Diharapkan melalui Perma tersebut, tidak ada lagi “penyelundupan hukum” di tingkat
PTUN. Namun demikian, dalam praktiknya permohonan fiktif positif ini masih juga
dicederai oleh “kongkalingkong” antara pemohon dan termohon yang dapat merugikan
kepentingan pihak ketiga. Oleh karenanya meskipun sesungguhnya di dalam
permohonan fiktif positif tidak dimungkinkan dilakukan upaya hukum, namun demi
untuk melakukan corrective justice (koreksi putusan demi keadilan), pada akhirnya MA
menerima permohonan Peninjauan Kembali (PK) dalam permohonan fiktif positif.
Kaidah hukum tersebut tercermin dalam Putusan MA Nomor 32 PK/TUN/2017.
Lebih lanjut pada tahun 2016, Peratun kembali diberi wewenang tambahan untuk
menguji sengketa penghapusan merek terdaftar oleh Menteri Hukum dan Hak Asasi
Manusia berdasarkan Pasal 73 ayat (1) Undang-Undang Nomor 20 Tahun 2016 tentang
Merek dan Indikasi Geografis. Di tahun yang sama Peratun juga diberi kewenangan
berdasarkan Pasal 154 ayat (2) UU Nomor 10 Tahun 2016 tentang Perubahan Kedua
atas Undang-Undang Nomor 1 Tahun 2015 tentang Penetapan Peraturan Pemerintah
Pengganti Undang-Undang Nomor 1 Tahun 2014 tentang Pemilihan Gubernur, Bupati,
dan Walikota Menjadi Undang-Undang untuk mengadili sengketa tata usaha negara
pemilihan Kepala Daerah (Pilkada). Menurut UU ini pengadilan tingkat pertama untuk
sengketa Pilkada adalah PT.TUN setelah menempuh upaya administratif di Bawaslu.
Sedangkan untuk sengketa pelanggaran administrasi pemilihan langsung diajukan ke
MA setelah menempuh upaya administratif di Bawaslu. Kewenangan ini sudah
dijalankan dengan sangat baik pada gelaran Pilkada serentak tahun 2017 di 101 daerah
yang melaksanakan pemilihan kepala daerah.
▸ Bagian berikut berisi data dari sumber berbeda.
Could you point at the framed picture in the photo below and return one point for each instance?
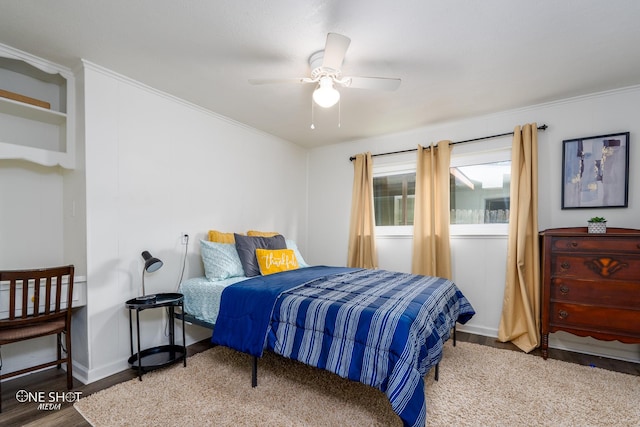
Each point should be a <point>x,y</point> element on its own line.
<point>595,172</point>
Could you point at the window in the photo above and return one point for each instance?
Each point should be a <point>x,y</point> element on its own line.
<point>480,193</point>
<point>479,185</point>
<point>393,198</point>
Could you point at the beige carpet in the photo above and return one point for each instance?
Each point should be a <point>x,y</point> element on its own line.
<point>479,386</point>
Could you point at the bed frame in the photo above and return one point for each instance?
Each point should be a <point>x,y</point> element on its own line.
<point>188,318</point>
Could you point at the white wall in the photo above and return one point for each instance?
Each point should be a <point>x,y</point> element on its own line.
<point>150,168</point>
<point>158,167</point>
<point>479,263</point>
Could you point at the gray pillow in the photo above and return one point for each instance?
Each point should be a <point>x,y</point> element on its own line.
<point>247,245</point>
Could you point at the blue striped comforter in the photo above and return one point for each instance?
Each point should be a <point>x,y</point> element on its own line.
<point>384,329</point>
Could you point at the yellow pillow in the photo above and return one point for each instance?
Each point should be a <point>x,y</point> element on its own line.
<point>262,233</point>
<point>219,237</point>
<point>276,260</point>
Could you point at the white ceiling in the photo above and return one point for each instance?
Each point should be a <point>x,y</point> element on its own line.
<point>456,58</point>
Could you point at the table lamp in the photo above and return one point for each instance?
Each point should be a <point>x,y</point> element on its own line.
<point>151,264</point>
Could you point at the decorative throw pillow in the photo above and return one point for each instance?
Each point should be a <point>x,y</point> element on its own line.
<point>291,244</point>
<point>274,261</point>
<point>221,260</point>
<point>219,237</point>
<point>262,233</point>
<point>247,245</point>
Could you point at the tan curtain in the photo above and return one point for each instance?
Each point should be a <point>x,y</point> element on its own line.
<point>362,242</point>
<point>431,249</point>
<point>520,321</point>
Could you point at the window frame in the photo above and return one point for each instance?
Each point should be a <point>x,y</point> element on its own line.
<point>461,156</point>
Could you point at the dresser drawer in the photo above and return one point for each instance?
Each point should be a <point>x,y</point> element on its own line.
<point>602,293</point>
<point>596,267</point>
<point>597,244</point>
<point>598,319</point>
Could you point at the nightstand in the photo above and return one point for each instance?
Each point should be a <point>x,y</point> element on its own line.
<point>163,355</point>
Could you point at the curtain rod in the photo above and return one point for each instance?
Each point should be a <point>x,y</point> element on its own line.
<point>542,127</point>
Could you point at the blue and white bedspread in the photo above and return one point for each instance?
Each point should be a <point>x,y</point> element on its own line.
<point>384,329</point>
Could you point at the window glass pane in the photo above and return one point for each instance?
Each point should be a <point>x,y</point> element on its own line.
<point>480,193</point>
<point>393,198</point>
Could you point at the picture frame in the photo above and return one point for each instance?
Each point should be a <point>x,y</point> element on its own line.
<point>595,172</point>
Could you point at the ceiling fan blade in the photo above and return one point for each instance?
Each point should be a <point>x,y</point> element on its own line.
<point>335,50</point>
<point>276,81</point>
<point>376,83</point>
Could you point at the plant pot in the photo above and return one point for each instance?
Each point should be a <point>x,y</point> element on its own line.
<point>597,227</point>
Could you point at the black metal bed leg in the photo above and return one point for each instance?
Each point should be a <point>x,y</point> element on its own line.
<point>454,334</point>
<point>254,372</point>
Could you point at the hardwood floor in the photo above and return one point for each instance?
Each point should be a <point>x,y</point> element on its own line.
<point>28,414</point>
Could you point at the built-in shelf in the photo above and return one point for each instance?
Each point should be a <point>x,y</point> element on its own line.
<point>28,132</point>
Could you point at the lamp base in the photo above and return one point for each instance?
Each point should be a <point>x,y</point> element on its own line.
<point>146,298</point>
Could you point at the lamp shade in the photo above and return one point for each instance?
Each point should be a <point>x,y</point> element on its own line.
<point>151,263</point>
<point>326,95</point>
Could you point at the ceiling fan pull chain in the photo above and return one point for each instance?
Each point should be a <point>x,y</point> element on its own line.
<point>312,110</point>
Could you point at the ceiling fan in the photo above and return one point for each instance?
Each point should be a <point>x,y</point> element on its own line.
<point>327,74</point>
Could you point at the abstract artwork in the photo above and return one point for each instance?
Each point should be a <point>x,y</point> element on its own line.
<point>595,171</point>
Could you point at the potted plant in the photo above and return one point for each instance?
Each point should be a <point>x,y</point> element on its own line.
<point>597,224</point>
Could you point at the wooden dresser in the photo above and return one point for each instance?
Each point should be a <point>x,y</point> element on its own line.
<point>591,284</point>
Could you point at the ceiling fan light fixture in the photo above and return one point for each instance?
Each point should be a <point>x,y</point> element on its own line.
<point>326,95</point>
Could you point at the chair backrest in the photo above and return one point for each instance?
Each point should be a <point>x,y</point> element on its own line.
<point>36,295</point>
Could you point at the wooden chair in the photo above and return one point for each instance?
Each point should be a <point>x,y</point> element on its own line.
<point>37,309</point>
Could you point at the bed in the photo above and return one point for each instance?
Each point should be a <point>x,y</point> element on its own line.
<point>382,328</point>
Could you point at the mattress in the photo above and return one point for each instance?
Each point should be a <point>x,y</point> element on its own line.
<point>202,296</point>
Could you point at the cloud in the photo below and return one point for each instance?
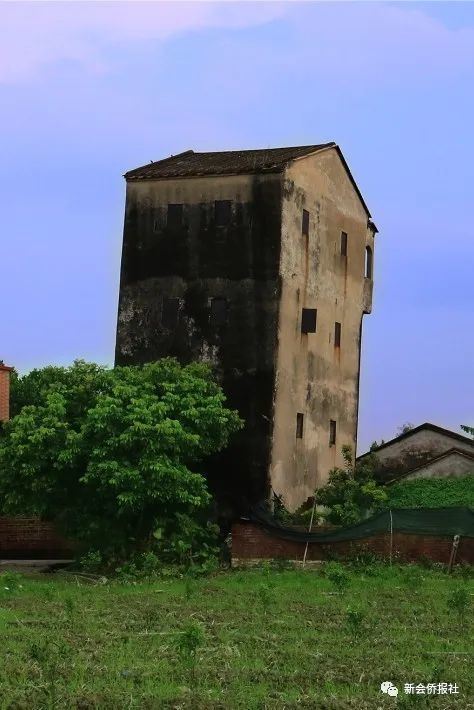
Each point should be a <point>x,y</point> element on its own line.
<point>379,43</point>
<point>34,35</point>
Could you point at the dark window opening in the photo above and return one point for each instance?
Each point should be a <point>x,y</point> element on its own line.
<point>219,311</point>
<point>343,244</point>
<point>169,313</point>
<point>305,223</point>
<point>368,263</point>
<point>223,210</point>
<point>308,320</point>
<point>299,425</point>
<point>175,216</point>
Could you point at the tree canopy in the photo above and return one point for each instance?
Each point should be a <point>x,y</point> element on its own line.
<point>351,492</point>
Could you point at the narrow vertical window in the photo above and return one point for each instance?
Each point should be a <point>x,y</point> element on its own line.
<point>299,425</point>
<point>218,313</point>
<point>343,244</point>
<point>305,223</point>
<point>169,313</point>
<point>223,211</point>
<point>368,263</point>
<point>308,320</point>
<point>174,218</point>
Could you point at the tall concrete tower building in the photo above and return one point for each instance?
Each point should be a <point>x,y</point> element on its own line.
<point>259,262</point>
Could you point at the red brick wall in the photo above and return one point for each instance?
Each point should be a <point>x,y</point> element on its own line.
<point>250,541</point>
<point>31,538</point>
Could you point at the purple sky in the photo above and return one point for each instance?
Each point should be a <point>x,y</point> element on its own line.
<point>90,90</point>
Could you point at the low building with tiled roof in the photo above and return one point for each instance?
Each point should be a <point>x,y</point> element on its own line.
<point>425,451</point>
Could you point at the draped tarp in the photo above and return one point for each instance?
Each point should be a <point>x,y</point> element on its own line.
<point>441,522</point>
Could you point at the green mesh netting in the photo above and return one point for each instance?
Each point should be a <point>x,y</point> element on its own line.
<point>442,522</point>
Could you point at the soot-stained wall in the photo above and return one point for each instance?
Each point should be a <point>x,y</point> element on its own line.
<point>194,261</point>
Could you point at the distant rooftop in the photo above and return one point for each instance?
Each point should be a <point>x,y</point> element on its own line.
<point>225,162</point>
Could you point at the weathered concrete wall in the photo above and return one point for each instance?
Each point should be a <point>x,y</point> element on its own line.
<point>314,377</point>
<point>454,464</point>
<point>195,262</point>
<point>416,450</point>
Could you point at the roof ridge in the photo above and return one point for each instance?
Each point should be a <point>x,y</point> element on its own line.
<point>264,150</point>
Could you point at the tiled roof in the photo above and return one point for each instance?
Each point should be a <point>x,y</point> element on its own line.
<point>426,426</point>
<point>189,163</point>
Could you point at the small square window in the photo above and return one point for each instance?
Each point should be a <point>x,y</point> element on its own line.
<point>175,216</point>
<point>308,320</point>
<point>305,223</point>
<point>169,313</point>
<point>343,244</point>
<point>299,425</point>
<point>219,311</point>
<point>223,211</point>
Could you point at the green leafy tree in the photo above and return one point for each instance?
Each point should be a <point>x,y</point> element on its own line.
<point>351,492</point>
<point>113,454</point>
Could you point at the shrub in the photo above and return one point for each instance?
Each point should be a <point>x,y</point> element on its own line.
<point>431,493</point>
<point>351,491</point>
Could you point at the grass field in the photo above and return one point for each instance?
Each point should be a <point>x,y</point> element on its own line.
<point>243,639</point>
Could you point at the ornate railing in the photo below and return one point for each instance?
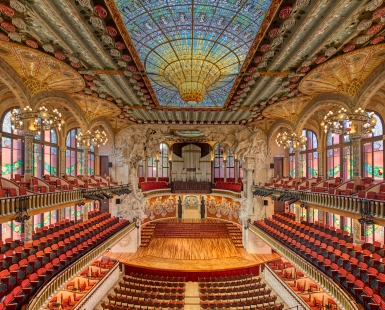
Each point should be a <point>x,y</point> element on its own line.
<point>332,288</point>
<point>343,203</point>
<point>52,286</point>
<point>11,205</point>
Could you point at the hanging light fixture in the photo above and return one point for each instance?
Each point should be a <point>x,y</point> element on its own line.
<point>291,140</point>
<point>89,138</point>
<point>35,121</point>
<point>340,122</point>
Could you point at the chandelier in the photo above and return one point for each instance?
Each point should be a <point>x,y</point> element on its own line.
<point>89,138</point>
<point>340,123</point>
<point>292,140</point>
<point>192,78</point>
<point>35,121</point>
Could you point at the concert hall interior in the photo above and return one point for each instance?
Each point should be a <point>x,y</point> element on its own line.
<point>192,154</point>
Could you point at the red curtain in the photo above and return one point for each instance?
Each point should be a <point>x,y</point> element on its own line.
<point>193,276</point>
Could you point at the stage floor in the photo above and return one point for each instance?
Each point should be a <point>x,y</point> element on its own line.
<point>192,255</point>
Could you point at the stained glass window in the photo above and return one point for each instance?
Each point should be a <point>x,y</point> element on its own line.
<point>373,152</point>
<point>178,35</point>
<point>74,154</point>
<point>12,149</point>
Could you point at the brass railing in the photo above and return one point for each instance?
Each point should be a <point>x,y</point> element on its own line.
<point>343,203</point>
<point>340,296</point>
<point>11,205</point>
<point>52,286</point>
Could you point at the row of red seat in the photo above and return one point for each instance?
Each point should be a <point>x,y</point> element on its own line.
<point>147,186</point>
<point>357,271</point>
<point>21,280</point>
<point>235,187</point>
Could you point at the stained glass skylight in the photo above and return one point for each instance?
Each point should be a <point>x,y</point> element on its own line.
<point>175,37</point>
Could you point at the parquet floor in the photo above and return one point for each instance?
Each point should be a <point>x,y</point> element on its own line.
<point>192,254</point>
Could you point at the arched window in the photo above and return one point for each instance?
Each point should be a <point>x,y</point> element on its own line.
<point>163,161</point>
<point>91,160</point>
<point>372,147</point>
<point>12,148</point>
<point>45,153</point>
<point>339,159</point>
<point>308,157</point>
<point>74,154</point>
<point>218,162</point>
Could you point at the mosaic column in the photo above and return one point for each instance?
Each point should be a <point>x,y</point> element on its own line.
<point>356,145</point>
<point>27,229</point>
<point>321,171</point>
<point>63,149</point>
<point>156,169</point>
<point>297,164</point>
<point>86,150</point>
<point>28,152</point>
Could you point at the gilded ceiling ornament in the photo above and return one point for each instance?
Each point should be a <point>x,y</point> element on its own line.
<point>14,36</point>
<point>114,52</point>
<point>364,24</point>
<point>330,51</point>
<point>85,3</point>
<point>362,39</point>
<point>277,41</point>
<point>19,23</point>
<point>372,5</point>
<point>288,23</point>
<point>17,6</point>
<point>299,4</point>
<point>97,22</point>
<point>48,48</point>
<point>107,39</point>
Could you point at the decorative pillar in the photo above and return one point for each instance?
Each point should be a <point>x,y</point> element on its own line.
<point>356,145</point>
<point>86,150</point>
<point>27,230</point>
<point>236,174</point>
<point>28,152</point>
<point>297,164</point>
<point>145,169</point>
<point>156,169</point>
<point>321,171</point>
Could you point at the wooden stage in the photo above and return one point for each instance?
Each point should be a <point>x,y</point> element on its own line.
<point>192,255</point>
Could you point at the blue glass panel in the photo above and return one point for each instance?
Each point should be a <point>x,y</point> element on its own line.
<point>165,32</point>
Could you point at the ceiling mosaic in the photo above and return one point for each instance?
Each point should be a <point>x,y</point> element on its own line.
<point>186,45</point>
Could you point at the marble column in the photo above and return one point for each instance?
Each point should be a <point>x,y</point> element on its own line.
<point>297,164</point>
<point>86,150</point>
<point>157,169</point>
<point>28,152</point>
<point>321,167</point>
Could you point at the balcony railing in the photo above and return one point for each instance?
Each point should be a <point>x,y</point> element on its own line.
<point>340,202</point>
<point>48,290</point>
<point>332,288</point>
<point>11,205</point>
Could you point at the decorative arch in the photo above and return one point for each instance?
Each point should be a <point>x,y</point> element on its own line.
<point>319,102</point>
<point>274,129</point>
<point>46,97</point>
<point>106,126</point>
<point>12,80</point>
<point>370,87</point>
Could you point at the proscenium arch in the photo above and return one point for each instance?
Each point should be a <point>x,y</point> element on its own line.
<point>12,80</point>
<point>46,97</point>
<point>370,87</point>
<point>328,99</point>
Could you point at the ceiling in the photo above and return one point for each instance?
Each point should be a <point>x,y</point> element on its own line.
<point>248,55</point>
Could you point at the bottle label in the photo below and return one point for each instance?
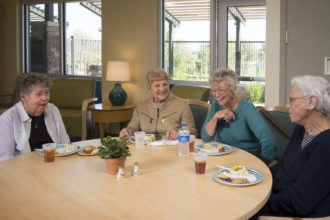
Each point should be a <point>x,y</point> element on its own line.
<point>183,138</point>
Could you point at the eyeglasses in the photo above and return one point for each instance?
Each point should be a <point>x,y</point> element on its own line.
<point>292,99</point>
<point>219,91</point>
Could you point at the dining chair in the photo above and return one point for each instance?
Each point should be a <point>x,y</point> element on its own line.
<point>199,110</point>
<point>278,120</point>
<point>72,97</point>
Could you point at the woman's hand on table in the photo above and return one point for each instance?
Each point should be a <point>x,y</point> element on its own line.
<point>172,135</point>
<point>125,132</point>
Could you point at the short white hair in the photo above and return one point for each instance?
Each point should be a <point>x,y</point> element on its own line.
<point>315,86</point>
<point>223,75</point>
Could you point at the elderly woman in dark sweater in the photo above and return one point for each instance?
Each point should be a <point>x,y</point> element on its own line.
<point>33,121</point>
<point>301,179</point>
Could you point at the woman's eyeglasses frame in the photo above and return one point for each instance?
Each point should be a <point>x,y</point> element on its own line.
<point>219,90</point>
<point>292,99</point>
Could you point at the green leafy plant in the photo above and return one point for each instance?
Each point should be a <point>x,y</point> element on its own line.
<point>113,148</point>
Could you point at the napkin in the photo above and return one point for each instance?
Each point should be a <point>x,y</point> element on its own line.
<point>163,142</point>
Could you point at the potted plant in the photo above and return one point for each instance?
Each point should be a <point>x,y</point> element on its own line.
<point>114,153</point>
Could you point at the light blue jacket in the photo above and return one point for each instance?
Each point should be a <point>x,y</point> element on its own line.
<point>15,129</point>
<point>247,131</point>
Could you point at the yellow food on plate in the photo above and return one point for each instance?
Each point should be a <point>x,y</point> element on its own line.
<point>238,170</point>
<point>207,146</point>
<point>95,151</point>
<point>149,138</point>
<point>239,180</point>
<point>70,148</point>
<point>88,149</point>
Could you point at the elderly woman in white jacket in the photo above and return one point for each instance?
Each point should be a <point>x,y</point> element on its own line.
<point>33,121</point>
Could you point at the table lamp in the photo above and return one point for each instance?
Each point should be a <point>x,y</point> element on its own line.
<point>118,71</point>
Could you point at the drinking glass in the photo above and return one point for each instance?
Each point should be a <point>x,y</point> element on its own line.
<point>139,138</point>
<point>191,143</point>
<point>200,162</point>
<point>49,152</point>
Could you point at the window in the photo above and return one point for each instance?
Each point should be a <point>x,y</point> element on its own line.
<point>187,40</point>
<point>202,35</point>
<point>63,38</point>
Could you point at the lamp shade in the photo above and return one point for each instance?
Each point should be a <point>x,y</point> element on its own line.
<point>118,71</point>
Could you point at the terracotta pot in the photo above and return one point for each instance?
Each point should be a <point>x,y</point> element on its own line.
<point>114,164</point>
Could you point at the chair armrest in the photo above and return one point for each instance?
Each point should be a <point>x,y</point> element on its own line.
<point>84,107</point>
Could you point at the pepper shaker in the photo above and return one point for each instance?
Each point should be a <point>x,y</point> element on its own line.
<point>121,172</point>
<point>136,169</point>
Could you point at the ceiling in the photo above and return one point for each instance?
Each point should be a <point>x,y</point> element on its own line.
<point>199,10</point>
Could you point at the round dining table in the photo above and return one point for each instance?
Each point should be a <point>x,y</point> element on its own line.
<point>79,187</point>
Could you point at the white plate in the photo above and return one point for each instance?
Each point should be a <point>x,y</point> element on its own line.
<point>253,172</point>
<point>60,150</point>
<point>214,150</point>
<point>132,139</point>
<point>81,153</point>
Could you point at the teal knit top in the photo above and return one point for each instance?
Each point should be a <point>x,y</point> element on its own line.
<point>247,131</point>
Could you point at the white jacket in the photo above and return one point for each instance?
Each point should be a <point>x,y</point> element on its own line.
<point>15,129</point>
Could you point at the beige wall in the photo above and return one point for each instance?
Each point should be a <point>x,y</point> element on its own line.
<point>130,31</point>
<point>9,44</point>
<point>275,52</point>
<point>308,26</point>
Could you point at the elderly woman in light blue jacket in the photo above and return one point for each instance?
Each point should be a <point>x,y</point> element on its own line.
<point>33,121</point>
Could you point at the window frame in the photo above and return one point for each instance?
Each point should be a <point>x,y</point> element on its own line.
<point>26,58</point>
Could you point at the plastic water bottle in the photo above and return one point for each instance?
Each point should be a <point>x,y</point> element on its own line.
<point>183,145</point>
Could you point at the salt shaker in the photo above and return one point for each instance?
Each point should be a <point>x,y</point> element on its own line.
<point>136,169</point>
<point>121,172</point>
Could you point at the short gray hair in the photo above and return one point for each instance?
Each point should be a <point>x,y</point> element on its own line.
<point>26,82</point>
<point>156,74</point>
<point>315,86</point>
<point>223,75</point>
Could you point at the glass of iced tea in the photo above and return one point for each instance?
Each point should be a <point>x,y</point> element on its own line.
<point>191,143</point>
<point>200,162</point>
<point>49,152</point>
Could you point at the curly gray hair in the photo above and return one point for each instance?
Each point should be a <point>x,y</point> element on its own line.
<point>156,74</point>
<point>25,83</point>
<point>223,75</point>
<point>315,86</point>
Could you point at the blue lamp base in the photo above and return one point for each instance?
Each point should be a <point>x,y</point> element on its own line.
<point>117,95</point>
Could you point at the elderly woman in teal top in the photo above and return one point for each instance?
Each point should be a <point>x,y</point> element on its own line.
<point>236,120</point>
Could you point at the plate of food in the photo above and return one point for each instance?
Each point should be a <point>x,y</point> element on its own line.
<point>147,139</point>
<point>214,148</point>
<point>238,176</point>
<point>64,149</point>
<point>88,150</point>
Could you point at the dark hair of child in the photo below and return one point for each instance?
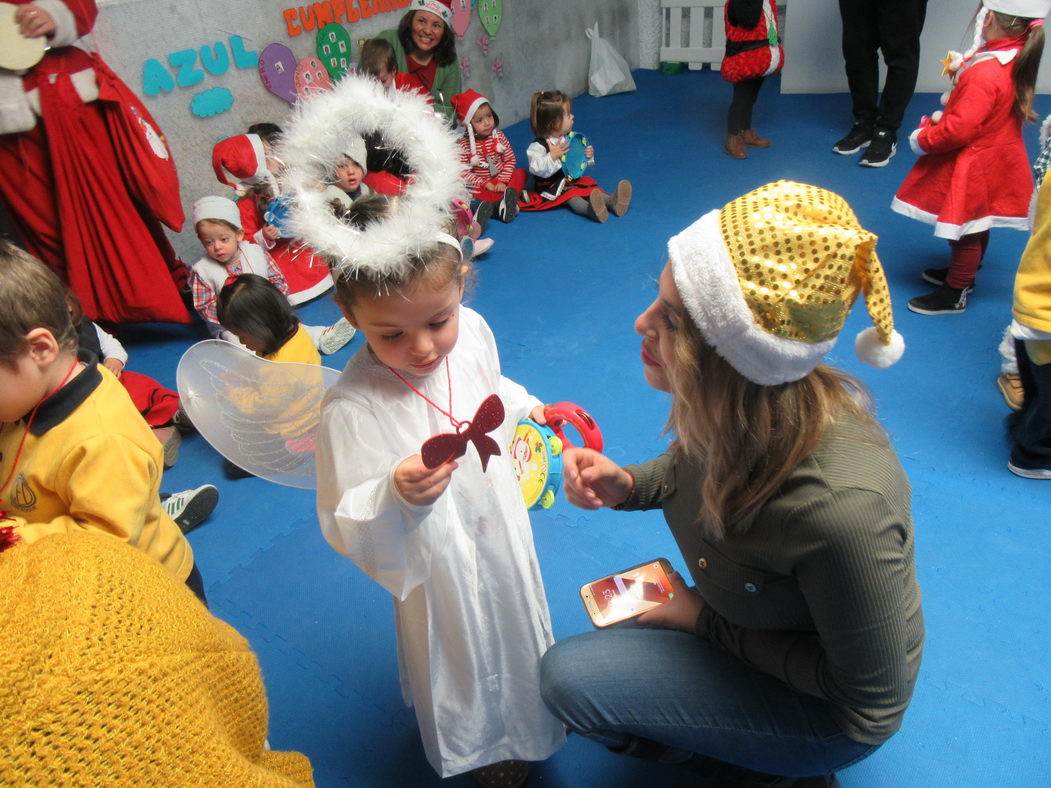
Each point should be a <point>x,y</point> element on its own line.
<point>269,132</point>
<point>547,111</point>
<point>252,305</point>
<point>31,296</point>
<point>1028,63</point>
<point>376,56</point>
<point>432,267</point>
<point>445,53</point>
<point>219,222</point>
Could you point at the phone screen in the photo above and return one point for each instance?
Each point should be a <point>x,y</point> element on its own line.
<point>630,593</point>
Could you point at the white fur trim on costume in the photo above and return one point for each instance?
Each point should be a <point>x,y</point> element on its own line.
<point>708,286</point>
<point>914,143</point>
<point>217,207</point>
<point>314,142</point>
<point>870,349</point>
<point>954,232</point>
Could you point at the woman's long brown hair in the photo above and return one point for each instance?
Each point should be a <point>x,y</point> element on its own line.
<point>747,438</point>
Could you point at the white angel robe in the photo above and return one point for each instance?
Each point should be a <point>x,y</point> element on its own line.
<point>470,610</point>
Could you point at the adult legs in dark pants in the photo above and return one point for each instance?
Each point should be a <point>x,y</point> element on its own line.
<point>891,27</point>
<point>1031,426</point>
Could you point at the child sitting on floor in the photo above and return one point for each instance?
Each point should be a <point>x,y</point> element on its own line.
<point>218,225</point>
<point>490,161</point>
<point>68,430</point>
<point>551,117</point>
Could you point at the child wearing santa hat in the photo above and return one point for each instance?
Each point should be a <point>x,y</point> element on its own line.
<point>485,150</point>
<point>245,162</point>
<point>227,254</point>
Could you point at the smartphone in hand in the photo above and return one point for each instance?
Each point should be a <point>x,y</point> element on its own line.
<point>627,594</point>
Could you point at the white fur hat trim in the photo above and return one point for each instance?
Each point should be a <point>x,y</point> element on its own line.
<point>217,207</point>
<point>708,286</point>
<point>315,142</point>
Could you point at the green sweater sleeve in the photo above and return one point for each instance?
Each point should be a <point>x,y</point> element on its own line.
<point>848,554</point>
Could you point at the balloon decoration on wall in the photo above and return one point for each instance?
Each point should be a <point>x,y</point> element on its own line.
<point>277,69</point>
<point>461,17</point>
<point>333,49</point>
<point>311,78</point>
<point>491,12</point>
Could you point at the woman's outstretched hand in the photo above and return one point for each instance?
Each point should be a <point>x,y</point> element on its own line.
<point>593,480</point>
<point>680,612</point>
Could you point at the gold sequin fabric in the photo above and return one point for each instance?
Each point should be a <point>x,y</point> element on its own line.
<point>802,258</point>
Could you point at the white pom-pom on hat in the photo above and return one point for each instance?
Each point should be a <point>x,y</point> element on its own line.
<point>871,350</point>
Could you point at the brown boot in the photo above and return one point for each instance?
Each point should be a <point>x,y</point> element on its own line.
<point>755,141</point>
<point>735,146</point>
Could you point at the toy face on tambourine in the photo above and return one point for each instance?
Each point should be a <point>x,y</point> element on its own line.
<point>536,451</point>
<point>575,161</point>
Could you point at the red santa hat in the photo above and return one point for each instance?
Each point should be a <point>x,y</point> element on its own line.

Tahun 2017 Peratun juga diberi wewenang berdasarkan Pasal 469 ayat (2) UU Nomor
7 Tahun 2017 tentang Pemilihan Umum untuk mengadili sengketa proses pemilihan
umum yang putusannya juga bersifat final dan mengikat terkait tiga hal, yaitu verifikasi
partai politik peserta Pemilu, Daftar Calon Tetap (DCT) anggota Dewan dan penetapan
calon presiden dan wakil presiden. Kewenangan tersebut juga sudah dilaksanakan pada
Pemilu 2019. Tahun 2018, Peratun diberi wewenang melalui Undang-Undang Nomor
9 Tahun 2018 tentang Penerimaan Negara Bukan Pajak untuk memeriksa keberatan
atas ditetapkannya Penerimaan Negara Bukan Pajak (PNBP). Pada akhir tahun 2018
MA mewajibkan ditempuhnya upaya administrasi bagi pihak yang akan mengajukan
gugatan di Peratun melalui Perma Nomor 6 Tahun 2018. Perma ini menjadi pendorong
bagi Badan atau Pejabat TUN untuk segera menyediakan lembaga penyelesai upaya
administrasi.
Kesimpulan
Berdasarkan uraian dan bahasan yang telah disajikan di atas, dapat disampaikan
beberapa simpulan sebagai berikut: Pertama, Seiring dengan perkembangan politi
hukum nasional, secara evolutif kewenangan Peratun menjadi sangat luas, semula
hanya berwenang menguji KTUN (beschikking) saat ini hampir semua tindak
pemerintahan (bestuurshandelingen) menjadi kewenangan Peratun. Semangat
perluasan kewenangan Peratun tersebut dimaksudkan agar Peratun sebagai salah satu
pilar negara hukum dapat memberikan perlindungan hukum terhadap tindak
pemerintahan (rechtsbescherming tegen overheids) yang lebih optimal sesuai dengan
tuntutan perkembangan zaman (era inovasi diskruptif); Kedua, Pemberian kewenangan
yang begitu luas tidak secara otomatis bahwa hukum positif yang menjadi alat uji
(ground review) itu operasional dalam penegakannya, karena hukum itu bersifat statis
sedangkan perkembangan masyarakat sangat dinamis. Oleh karena itu, menegakkan
hukum hanya sekedar menerapkan bunyi UU saja tidak cukup. Teks hukum itu harus
dimaknai sesuai konteks dan kontekstualisasinya agar relevan dengan kebutuhan
hukum masyarakat. Dalam konteks ini, pendekatan hukum progresif sangat relevan
diterapkan dalam penyelesaian sengketa. Berdasarkan penelusuran data pada direktori
putusan MA, ditemukan beberapa putusan yang berkarakter landmark decision, yang
kemudian diikuti secara terus menerus oleh pengadilan-pengadilan di bawahnya, antara
lain: (i) Putusan MA mengenai upaya hukum atas permohonan fiktif positif yang
dipandang sebagai corrective justice; (ii) Putusan MA atas sengketa legalitas BANI,
yang mengedepankan aspek substantif daripada aspek formal administratif. Ketiga, Era
Revolusi Industri 4.0 membawa konsekuensi pada pelayanan publik di bidang
administrasi negara melalui pemerintahan yang berbasis TI (e-Government).